Poster C77, Sunday, March 26, 5:00 – 7:00 pm, Pacific Concourse
A causal role of motor systems in processing concrete and abstract nouns? – Evidence from voxel based lesion symptom mappings in brain tumor patients.
Felix R. Dreyer1, Thomas Picht2, Dietmar Frey2, Friedemann Pulvermüller1,3; 1Freie Universität Berlin, 2Charité Hospital Berlin, 3Berlin School of Mind and Brain
The current approach investigated semantic processing in a cohort of 37 tumor patients with left hemispheric, peri- and extrasylvian lesions, using a speeded lexical decision task, which applied words from different semantic categories as target stimuli that were matched for a range of psycholinguistic properties on a lexical and sub-lexical level.

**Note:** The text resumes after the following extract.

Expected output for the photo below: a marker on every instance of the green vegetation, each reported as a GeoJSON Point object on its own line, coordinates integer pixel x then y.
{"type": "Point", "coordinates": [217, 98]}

Categories included concrete hand-action related Tool nouns (e.g., ‘hammer’), non-action Animal nouns (‘toad’), and Abstract Emotional nouns (‘love’), which had neither transparent action related-, nor sensory semantics, as confirmed by semantic ratings. Data were analyzed using a non-parametric voxel based lesion symptom mapping approach to compare performance between patients with and without a lesion for every voxel. Results indicate a perisilvian cluster to be most crucial for Animal nouns, whereas a large dorsal pre- and postcentral cluster (Brodmann Areas 2-6) was related to performance on Tool nouns. For Abstract Emotional nouns, a cluster spanning Inferior Frontal and Middle Temporal Gyrus along with ventral precentral areas (BA 6) was revealed as relevant. These results point to a causal, rather than a mere epiphenomenal role of both peri-and extrasylvian areas, including primary and pre-motor areas, for the processing of concrete action-related nouns and that of abstract emotional ones as well.